Yes, a blocking probability of 2% is a common standard for a cellular provider, at the end of the 5-year planning period.
70% cellular penetration sounds initially like an ambiguous statement. Does this mean that you can choose to give service to only 70% of the customers (e.g. omit those just outside the hexagon?), or must you give coverage to all customers, and expect only 70% to subscribe? The first is more economic, but would not be acceptable to the communications regulator. For reality, I would choose the latter.
{So for a million people, you can expect 700 000 to subscribe. Multiplying by the bothway usage 'rate' of 0.1E gives 70 000 Erlang bothway or 35 000 Erlang originating traffic.}, assuming that the busyhour time is unchanging over the whole network.
You can assume for the exercise that you are able to purchase or lease ideal base station sites and you are able to beam evenly to all sectors.
Next we need to calculate the capacity of a sector. I have not got my traffic table handy, but A = 13.18 sounds about right. So the number of customers supported in one sector is correct at 13.18 Erlang/0.1 Erlang = 131.8 customers. Yes, 700 000 actual customers divided evenly over the sectors gives 700000/131.8= 1312 sectors rounded up.
Although GSM uses 3, you may be able to squeeze in 4 sectors per 360 degrees, which correctly means you need to divide the number of sectors by 4 to get the number of base stations. 5312/4= 1328 base stations. Yes, this is a lot of base stations. If a base station costs USD 100 000, the network will cost more than $132M and the plant will only be fully used in 5 years time. Not counting running costs such as interest, site rental, switches, interconnect costs, staff, maintenance and energy costs (which could be covered by call charges), each member of the full population would have to be taxed by the government(?) to the extent of more than $132 over 5 years to finance the capital required to install the network.
The only redeeming factor is that if one base station is running quiet because the population have gone to work, then it can take some overflow traffic from adjacent cells during the business peak.
To properly calculate this saving you would have to have some knowledge of the diversity factors for adjacent cells. In practice, most times, adjacent cells serve similar populations, and so this saving is elusive.
I think that the strange statement that “one antenna can reach two sectors in distance” means only that frequency reuse is employed.

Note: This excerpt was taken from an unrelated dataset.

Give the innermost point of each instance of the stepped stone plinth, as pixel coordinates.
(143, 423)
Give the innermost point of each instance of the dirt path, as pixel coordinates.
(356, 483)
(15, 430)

Part b) is tricky, because certain practical steps are assumed always to be done in order to prevent overspill from causing interference. For this reason {for bonus points, please?} it is important the base station antennas be sited as low as possible, and the beams be tilted downwards somewhat. In practice then there should be no problem with two cells being sufficiently far apart operating on the same frequency. Wikipedia gives a frequency reuse formula.
@Benny, Thanks, I fixed my 2 typos in the first paragraph.
Now 3 calls in the busyhour seems rather high, unless these are business customers only. How many cellular calls did you make between 9 am and 10 am today ?
Thank you for sharing your theoretical & practical knowledge. 3 calls per hour is only an assumption. The interesting part for me is an engineer can now help an investor/a government body, by working backwards. Say one can only provide 500 BST then one can work backward to get approximate number of sectors covered for a certain % of population usage /penetration, and frequency reuse.
@Benny. Yes, and I feel the Erlang equation is an excellent example of how mathematics can help the engineer. My famed definition of an engineer is "someone who can do for a shilling what any fool can do for a pound".
What a wise investor will do is initially enter the "cream" market, and provide service to the business users, business areas, mobile businesses and major intersections, then progress to the less lucrative markets once capital interest has been mainly paid off.